M\"obius inversion and the iterated bootstrap

TL;DR

This paper provides a new theoretical framework for understanding bootstrap bias correction as an iterative M"obius inversion process, demonstrating its convergence properties and proposing a modified method for unbiased estimation of moment polynomials.

Contribution

It introduces a novel perspective of bootstrap bias correction as an iterative M"obius inversion, characterizes its convergence, and develops a modified iteration for unbiased moment polynomial estimation.

Findings

Bootstrap bias correction can be viewed as an iterative linear solver for M"obius inversion.

The method exhibits linear convergence for moment polynomials.

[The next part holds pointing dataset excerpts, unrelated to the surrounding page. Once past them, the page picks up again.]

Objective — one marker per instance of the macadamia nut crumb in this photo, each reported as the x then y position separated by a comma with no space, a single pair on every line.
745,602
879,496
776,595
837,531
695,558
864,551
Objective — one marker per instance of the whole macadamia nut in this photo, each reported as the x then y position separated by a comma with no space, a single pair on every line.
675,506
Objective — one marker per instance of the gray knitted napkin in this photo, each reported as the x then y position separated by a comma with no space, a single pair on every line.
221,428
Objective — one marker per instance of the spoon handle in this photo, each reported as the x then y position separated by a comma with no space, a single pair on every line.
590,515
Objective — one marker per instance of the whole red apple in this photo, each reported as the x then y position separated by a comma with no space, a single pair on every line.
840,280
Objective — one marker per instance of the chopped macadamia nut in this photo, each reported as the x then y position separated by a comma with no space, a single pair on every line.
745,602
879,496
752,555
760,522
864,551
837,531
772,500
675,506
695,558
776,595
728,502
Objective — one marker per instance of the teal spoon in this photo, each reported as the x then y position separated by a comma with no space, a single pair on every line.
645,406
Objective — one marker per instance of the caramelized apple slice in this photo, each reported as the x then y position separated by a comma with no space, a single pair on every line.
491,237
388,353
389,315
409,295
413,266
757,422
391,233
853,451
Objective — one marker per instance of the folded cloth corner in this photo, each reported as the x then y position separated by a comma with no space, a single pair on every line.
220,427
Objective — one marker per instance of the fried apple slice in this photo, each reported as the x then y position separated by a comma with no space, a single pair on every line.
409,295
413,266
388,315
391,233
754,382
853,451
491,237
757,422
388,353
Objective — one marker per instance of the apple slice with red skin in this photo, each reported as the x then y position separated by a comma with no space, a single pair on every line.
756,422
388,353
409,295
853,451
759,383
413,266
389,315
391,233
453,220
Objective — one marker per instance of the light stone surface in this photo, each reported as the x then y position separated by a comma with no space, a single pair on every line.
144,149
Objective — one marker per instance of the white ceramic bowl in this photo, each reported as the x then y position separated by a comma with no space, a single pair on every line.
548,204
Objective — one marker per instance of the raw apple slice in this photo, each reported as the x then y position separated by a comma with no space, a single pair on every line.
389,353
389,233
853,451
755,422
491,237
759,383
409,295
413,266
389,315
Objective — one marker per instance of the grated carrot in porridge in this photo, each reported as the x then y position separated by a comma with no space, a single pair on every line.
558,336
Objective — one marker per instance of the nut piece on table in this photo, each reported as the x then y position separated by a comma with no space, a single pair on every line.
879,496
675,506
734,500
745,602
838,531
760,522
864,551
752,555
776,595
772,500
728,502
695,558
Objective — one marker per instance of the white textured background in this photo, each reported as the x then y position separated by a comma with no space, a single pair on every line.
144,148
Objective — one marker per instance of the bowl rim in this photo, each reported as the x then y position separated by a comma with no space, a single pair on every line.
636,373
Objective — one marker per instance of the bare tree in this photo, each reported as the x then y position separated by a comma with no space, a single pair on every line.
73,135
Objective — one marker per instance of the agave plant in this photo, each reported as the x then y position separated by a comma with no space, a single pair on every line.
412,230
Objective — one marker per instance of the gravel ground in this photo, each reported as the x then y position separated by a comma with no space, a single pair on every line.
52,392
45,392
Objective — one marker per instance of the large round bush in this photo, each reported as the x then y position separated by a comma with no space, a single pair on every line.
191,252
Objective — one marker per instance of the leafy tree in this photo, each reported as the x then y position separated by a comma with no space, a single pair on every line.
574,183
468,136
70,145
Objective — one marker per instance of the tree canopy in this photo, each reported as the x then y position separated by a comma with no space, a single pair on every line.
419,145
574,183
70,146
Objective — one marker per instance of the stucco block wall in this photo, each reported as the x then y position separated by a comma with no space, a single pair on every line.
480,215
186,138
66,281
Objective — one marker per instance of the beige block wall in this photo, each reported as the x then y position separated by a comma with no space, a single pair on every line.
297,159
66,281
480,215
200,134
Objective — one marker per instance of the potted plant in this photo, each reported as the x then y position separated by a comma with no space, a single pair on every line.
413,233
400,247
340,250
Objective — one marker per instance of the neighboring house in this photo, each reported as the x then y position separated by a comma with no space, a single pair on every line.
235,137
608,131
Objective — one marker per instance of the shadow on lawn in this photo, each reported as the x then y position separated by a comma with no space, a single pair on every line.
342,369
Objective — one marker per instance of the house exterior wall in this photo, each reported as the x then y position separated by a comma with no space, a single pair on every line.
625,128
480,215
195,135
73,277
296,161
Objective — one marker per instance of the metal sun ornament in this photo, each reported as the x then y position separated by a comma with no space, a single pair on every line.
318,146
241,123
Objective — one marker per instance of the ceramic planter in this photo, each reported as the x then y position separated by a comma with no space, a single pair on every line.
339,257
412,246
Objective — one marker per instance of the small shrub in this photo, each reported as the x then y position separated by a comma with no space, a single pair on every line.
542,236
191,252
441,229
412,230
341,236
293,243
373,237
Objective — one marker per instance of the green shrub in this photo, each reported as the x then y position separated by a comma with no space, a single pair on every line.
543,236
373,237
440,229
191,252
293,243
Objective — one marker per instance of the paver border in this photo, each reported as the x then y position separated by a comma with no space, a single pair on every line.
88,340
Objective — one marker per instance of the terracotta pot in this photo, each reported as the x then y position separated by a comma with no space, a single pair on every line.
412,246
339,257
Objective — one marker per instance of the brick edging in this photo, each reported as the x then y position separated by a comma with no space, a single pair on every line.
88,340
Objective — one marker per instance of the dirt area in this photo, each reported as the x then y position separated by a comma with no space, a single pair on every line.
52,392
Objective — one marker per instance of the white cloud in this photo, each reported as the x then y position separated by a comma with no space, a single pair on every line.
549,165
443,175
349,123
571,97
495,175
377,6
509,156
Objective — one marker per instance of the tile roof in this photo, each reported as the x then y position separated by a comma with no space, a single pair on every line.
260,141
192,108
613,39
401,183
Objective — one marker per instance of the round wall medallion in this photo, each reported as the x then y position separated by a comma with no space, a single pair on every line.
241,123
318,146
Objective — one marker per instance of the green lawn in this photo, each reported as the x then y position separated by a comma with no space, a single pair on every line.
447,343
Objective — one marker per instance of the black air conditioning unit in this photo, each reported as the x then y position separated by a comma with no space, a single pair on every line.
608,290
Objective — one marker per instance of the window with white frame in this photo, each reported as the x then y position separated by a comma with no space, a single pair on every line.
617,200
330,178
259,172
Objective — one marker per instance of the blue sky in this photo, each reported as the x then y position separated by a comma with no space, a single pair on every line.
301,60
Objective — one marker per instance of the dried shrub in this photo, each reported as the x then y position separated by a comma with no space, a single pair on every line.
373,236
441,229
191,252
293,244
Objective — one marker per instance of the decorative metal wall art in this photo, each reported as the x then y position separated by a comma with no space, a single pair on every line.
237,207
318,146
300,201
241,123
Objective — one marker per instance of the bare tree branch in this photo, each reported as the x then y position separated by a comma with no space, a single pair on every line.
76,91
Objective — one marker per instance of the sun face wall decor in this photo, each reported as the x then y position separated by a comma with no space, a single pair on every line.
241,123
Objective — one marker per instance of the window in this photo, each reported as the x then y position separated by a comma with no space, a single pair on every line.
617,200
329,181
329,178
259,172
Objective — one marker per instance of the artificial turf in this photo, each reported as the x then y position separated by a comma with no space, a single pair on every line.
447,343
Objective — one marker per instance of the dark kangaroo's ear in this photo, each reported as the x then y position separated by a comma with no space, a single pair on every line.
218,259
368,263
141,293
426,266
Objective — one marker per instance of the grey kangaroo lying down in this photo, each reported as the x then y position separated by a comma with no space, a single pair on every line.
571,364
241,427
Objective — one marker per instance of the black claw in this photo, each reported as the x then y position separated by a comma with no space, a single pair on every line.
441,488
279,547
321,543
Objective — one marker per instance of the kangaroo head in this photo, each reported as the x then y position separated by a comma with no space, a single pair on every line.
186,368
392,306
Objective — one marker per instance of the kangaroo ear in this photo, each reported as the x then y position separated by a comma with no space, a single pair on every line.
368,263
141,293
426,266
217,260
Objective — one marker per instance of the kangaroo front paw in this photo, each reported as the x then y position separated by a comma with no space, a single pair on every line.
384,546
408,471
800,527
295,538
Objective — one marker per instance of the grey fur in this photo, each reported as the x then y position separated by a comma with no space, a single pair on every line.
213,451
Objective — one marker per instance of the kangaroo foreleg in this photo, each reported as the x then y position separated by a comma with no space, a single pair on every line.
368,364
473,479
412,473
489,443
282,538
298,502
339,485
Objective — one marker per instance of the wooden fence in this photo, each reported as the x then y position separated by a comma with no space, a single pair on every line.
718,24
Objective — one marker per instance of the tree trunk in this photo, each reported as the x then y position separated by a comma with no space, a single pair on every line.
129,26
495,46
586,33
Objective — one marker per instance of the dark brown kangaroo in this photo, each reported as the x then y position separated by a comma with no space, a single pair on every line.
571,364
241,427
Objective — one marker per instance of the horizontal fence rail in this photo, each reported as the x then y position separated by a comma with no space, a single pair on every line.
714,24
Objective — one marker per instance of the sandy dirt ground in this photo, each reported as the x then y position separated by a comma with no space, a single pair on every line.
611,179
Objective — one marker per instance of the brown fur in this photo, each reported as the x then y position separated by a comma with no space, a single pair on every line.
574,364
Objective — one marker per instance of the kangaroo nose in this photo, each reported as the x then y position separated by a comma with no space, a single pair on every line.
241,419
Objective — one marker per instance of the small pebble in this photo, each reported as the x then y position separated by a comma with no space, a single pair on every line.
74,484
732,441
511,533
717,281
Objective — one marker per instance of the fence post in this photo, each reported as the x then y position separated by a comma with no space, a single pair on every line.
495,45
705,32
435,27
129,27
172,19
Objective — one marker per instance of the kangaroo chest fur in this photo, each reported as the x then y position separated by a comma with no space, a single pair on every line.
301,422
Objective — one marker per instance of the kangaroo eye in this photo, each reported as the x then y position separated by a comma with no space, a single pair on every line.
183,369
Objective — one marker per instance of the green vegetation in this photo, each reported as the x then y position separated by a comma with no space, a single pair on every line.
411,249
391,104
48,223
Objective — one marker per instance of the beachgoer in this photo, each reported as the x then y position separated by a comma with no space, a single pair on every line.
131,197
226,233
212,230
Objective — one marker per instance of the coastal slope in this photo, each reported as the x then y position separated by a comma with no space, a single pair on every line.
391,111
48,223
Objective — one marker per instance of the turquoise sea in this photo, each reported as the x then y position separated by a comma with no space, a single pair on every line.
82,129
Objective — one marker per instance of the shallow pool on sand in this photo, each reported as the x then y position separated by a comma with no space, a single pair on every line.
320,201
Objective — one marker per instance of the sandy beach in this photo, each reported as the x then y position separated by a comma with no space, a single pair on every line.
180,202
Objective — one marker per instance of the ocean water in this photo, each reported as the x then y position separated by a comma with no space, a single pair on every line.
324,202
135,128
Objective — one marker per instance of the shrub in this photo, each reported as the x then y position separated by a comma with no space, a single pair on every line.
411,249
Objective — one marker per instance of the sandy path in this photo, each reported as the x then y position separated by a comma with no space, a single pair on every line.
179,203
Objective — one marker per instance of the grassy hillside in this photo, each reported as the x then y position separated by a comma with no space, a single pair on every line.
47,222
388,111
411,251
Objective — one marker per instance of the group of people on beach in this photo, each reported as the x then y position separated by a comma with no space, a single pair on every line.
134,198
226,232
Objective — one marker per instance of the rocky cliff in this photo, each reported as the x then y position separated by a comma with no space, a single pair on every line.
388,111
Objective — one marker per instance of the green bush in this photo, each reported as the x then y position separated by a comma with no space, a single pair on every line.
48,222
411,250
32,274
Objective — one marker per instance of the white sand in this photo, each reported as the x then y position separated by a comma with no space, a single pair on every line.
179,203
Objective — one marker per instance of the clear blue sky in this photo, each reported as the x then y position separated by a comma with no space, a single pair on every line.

A modified bootstrap iteration achieves unbiased estimation of unknown order-m moment polynomials.

Abstract

Estimating nonlinear functionals of probability distributions from samples is a fundamental statistical problem. The "plug-in" estimator obtained by applying the target functional to the empirical distribution of samples is biased. Resampling methods such as the bootstrap derive artificial datasets from the original one by resampling. Comparing the outcome of the plug-in estimator in the original and resampled datasets allows estimating and thus correcting the bias. In the asymptotic setting, iterations of this procedure attain an arbitrarily high order of bias correction, but finite sample results are scarce. This work develops a new theoretical understanding of bootstrap bias correction by viewing it as an iterative linear solver for the combinatorial operation of M\"obius inversion. It sharply characterizes the regime of linear convergence of the bootstrap bias reduction for moment polynomials. It uses these results to show its superalgebraic convergence rate for band-limited functionals. Finally, it derives a modified bootstrap iteration enabling the unbiased estimation of unknown order-$m$ moment polynomials in $m$ bootstrap iterations.